Cuando pude levantarme, lo primero que hice fue correr a la alacena en la que tenía la botella de alcohol que tanto me esperaba, un delicioso vodka. Abrí la botella de una y la empiné en mi boca, sintiendo al instante el líquido entrando a mi lengua y yendo a mi garganta, quemándola en el proceso.

Ahora sí era momento de ponerme ebrio.

El dolor, no era para nada igual a los otros que había sentido, este era más potente y podía sentirlo en cada parte de mi cuerpo, exterior e interior. Era como si me estuvieran arrancando la piel y las uñas poco a poco, era como si me estuvieran desmembrando y es que así se sentía, como si me estuvieran arrancando algo del cuerpo, como si esta parte importante se desprendiera de mi anatomía. Era tortuoso, podía sentirlo tan claro, como el olor a tierra mojada cuando llueve o el olor de la comida en la cocina. Se sentía tan claro como los labios de Constantinne sobre los míos.

Y no sabía si podía olvidar este dolor o dejarlo de sentir.

Yo en verdad nunca había tenido buena resistencia al alcohol, menos siendo vodka, entonces para cuando me terminé la botella, yo ya estaba ebrio. Aun así, podía sentir perfectamente el dolor, seguía ahí, no se iba, estaba apresando tan mal mi corazón, dolía como el infierno.

Me perdí, me perdí en la desesperación por el dolor, comencé a destruir cosas en mi apartamento; volqué los sofás, la mesa de centro que se rompió por tener un vidrio cubriéndolo, tiré todos los libros y decoraciones de los estantes, hice añicos el bonito florero en mi comedor y, si eso no fue suficiente, comencé a romper contra la pared, las pocas pertenencias de vidrio que tenía por ahí.

Ni siquiera el que mis pies estuvieran llenos de vidrio me había importado. Fue demasiado, estaba harto.

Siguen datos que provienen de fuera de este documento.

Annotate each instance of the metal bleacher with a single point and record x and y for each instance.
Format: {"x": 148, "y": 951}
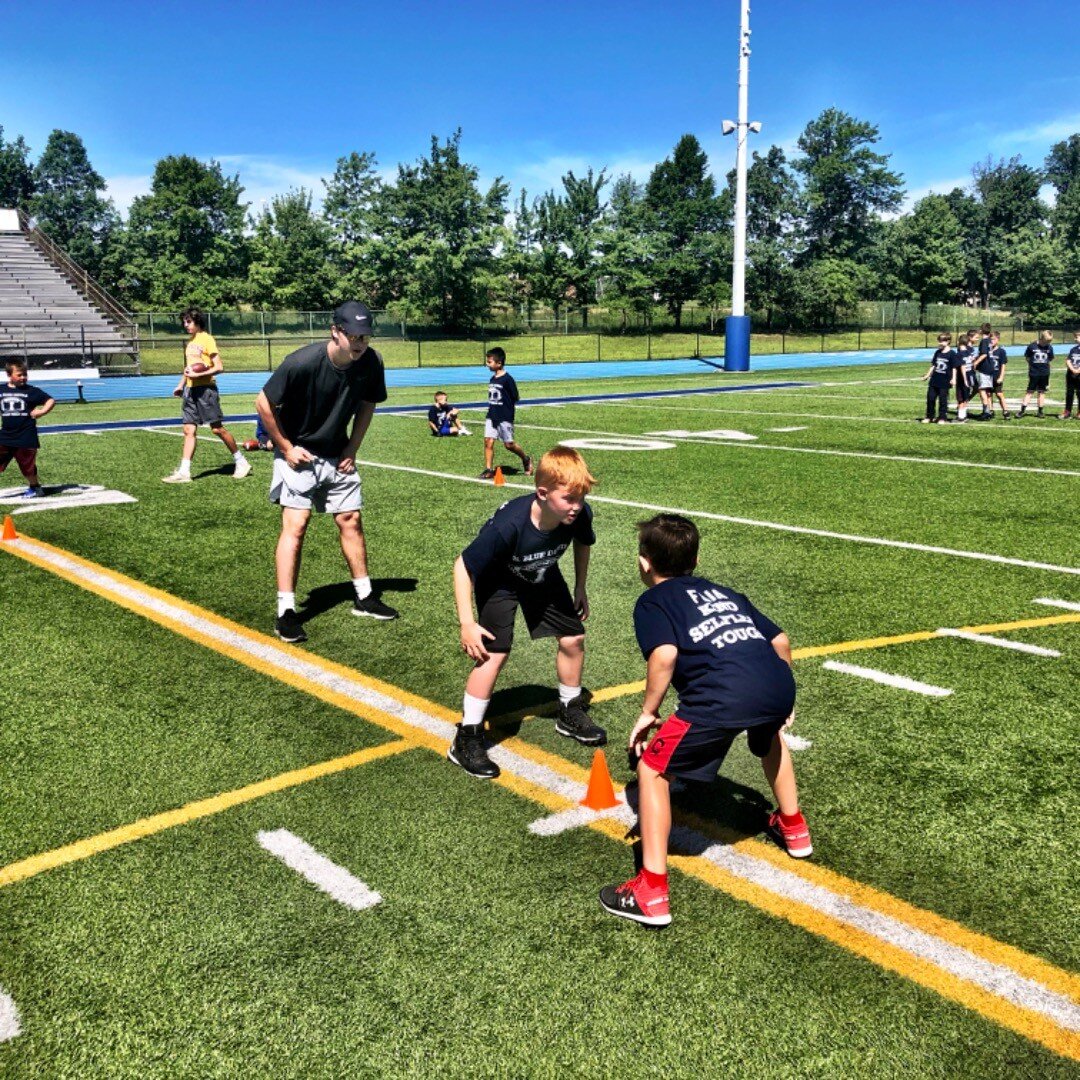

Había pedido el control total.

Y seguía doliendo.

No había sentido un dolor así antes.

¿Qué me has hecho, Constantinne?

Soy un asco.

Tenía lagunas mentales, ya que la mayoría del tiempo me la pasaba ebrio y, cuando no lo estaba, era porque se había acabado el alcohol, pero iba a comprar más. Tenía mucho dinero ahorrado y estaba dispuesto a gastarlo todo en alcohol.

Entonces eran varias botellas de vodka, whisky, cerveza, cosas que pudieran embriagarme y cigarrillos, muchos cigarrillos. La comida ya no era tan necesaria si estaba ebrio, además que la última vez que tomé y comí el mismo día, lo había vomitado todo.

¿El dolor? Seguía ahí, a veces ardía, a veces quemaba, las otras eran como la primera vez que lo sentí y cuando no estaba, me sentía tan vacío, como si se hubiera llevado mi capacidad para sentir algo más.

Lo peor de todo, es que Constantinne seguía en mi mente, seguía en mi cabeza y yo no sabía por qué. Me dolían tanto nuestros recuerdos, dolían mucho.